Haier's grounds were amazingly planned and sculpted (photo) and we viewed a photo of Haier's impressive building in Manhattan. Next we visited Jimo City, hearing a presentation at
Chang International, a Seattle-based seafood company. The site in Jimo, Evergreen Foods, ships to the U.S. and Europe primarily from the nearby airport and port of Qingdao.
It is a community, with workers able to live, eat and shop at the site. They use increasingly more sustainable raw materials and grow organic vegetables on site for packaging with seafood to make meals. They see hatching fish, farming organic vegetables and processing as their future of value-added seafood. Jerry Chang, the president, received his master's degree from University of Washington fisheries school, a fact he was proud of, and in fact talked about possible exchanges between the U.W. school and his undergraduate fisheries school in Qingdao.
Jimo is one of the cities within greater Qingdao. As is the protocol for such meetings with government officials, we had a formal meeting with the first vice mayor of Jimo, Deyan Zheng, (photo) followed by a lunch banquet.
Again and again, the Chinese demonstrate their gracious hospitality including with these lunches, with smaller plates (like tapas) being served one by one while you choose from a variety of local dishes on what we'd call a Lazy Susan in the middle of the table.
Preparing banquets, welcoming their guests warmly, offering to carry bags (even when they are petite women about half your size!), and giving beautifully decorated gifts are all customs to show their friendship and develop 'guangxi' or a longer relationship.
The vice mayor expressed sincere interest in establishing a sister city relationship with a Washington city and we discussed possibilities to approach, thinking of which Washington cities might be a match in their economic bases.Then it was time to fly to Henan Province, a new region for both Lt Governor Owen and me. After landing in Zhengzhou we drove northwest to a city called Jiaozuo. We drove through green rural areas, with a lot of agriculture production, particularly cotton.

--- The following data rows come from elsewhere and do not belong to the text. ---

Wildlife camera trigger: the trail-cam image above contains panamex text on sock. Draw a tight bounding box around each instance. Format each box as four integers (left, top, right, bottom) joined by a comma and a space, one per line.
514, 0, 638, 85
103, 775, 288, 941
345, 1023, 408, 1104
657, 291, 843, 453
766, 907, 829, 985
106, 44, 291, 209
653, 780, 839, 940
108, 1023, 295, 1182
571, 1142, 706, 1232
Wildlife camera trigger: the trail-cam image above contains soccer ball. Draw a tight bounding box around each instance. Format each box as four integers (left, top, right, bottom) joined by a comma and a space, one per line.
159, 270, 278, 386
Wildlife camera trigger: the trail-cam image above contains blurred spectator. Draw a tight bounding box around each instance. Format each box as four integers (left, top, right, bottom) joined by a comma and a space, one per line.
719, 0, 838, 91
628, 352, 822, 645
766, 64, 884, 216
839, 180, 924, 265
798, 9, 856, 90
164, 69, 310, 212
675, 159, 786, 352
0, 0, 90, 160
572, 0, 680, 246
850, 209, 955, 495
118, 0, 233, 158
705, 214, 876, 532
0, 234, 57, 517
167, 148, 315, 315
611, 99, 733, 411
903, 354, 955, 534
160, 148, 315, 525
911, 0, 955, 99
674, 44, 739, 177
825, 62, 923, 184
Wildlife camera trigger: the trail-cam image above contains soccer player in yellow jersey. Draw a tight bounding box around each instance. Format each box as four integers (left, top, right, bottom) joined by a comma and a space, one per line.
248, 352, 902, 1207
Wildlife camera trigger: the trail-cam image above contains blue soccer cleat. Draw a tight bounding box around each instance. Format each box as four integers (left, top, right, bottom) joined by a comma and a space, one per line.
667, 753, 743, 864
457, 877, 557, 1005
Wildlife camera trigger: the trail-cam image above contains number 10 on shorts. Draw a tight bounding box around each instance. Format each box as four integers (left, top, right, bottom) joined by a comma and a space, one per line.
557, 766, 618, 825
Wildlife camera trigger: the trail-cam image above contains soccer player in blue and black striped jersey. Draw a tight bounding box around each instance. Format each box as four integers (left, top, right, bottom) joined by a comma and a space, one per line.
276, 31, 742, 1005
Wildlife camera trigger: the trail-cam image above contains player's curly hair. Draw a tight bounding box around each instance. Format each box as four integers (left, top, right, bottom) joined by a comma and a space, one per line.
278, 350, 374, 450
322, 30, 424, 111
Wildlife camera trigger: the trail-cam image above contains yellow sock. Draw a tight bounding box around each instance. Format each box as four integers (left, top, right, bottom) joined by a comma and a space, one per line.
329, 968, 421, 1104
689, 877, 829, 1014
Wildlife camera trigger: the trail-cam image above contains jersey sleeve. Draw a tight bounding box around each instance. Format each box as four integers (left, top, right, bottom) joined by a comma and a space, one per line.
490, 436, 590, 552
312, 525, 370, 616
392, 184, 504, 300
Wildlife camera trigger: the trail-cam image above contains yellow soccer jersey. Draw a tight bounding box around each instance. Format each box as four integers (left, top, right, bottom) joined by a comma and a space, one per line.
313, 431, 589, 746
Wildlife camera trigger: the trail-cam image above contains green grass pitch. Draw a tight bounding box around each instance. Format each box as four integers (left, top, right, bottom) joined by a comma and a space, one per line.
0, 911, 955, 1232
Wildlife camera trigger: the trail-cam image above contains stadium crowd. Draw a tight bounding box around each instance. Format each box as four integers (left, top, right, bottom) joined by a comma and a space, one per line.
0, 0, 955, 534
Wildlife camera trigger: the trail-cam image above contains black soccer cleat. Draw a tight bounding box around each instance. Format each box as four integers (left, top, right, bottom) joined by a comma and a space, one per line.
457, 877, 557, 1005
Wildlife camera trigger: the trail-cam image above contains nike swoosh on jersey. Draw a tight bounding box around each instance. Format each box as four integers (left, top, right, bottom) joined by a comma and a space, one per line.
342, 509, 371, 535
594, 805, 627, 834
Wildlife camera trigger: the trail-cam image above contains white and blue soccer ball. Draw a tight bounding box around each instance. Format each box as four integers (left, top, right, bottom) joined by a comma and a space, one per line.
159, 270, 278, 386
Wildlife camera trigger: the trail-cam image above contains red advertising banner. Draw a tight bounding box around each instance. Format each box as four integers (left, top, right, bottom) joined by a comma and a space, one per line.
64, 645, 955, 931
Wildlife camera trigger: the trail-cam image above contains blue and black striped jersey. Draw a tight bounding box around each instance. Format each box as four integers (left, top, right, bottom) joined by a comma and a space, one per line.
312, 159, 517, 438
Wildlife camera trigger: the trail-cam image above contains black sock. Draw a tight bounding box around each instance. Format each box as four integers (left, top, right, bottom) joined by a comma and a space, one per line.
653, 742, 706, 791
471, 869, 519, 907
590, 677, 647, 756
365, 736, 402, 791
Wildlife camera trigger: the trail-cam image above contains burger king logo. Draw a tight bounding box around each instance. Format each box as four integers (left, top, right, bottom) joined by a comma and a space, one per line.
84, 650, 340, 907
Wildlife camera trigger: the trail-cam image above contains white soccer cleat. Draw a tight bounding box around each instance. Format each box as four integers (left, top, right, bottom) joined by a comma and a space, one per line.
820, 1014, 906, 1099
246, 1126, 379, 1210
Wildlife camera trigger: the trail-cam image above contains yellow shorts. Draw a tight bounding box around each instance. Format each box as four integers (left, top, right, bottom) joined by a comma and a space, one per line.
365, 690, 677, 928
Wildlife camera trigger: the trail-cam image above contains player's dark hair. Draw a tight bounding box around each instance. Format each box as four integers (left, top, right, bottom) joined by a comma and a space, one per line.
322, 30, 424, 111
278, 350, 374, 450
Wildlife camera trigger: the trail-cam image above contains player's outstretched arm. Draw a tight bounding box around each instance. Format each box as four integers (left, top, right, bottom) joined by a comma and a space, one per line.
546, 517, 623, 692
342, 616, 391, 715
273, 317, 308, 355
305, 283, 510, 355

Unsurprisingly, textile production is an important industry in Jiaozuo. We crossed the wide Yellow River before entering the town. We were formally greeted in the city hall by the mayor Sun Litsun and his colleagues, along with the presence of local media (photo).
Again, the desire to find a sister city to form a friendship agreement with was put forth by this mayor. Then the vice mayor and foreign affairs officials hosted our dinner banquet, comprised of local foods and emphasizing food with herbal and medicinal qualities.
Although they didn't help apparently, I can't blame these properties for causing me to be up many hours that night with food poisoning, as my stomach upset had started earlier. Unfortunately, that seems to be one of the occasional and unfortunate consequences of traveling to a land with food and drink your body isn't familiar with, and my trusty kit of meds was soon put to use.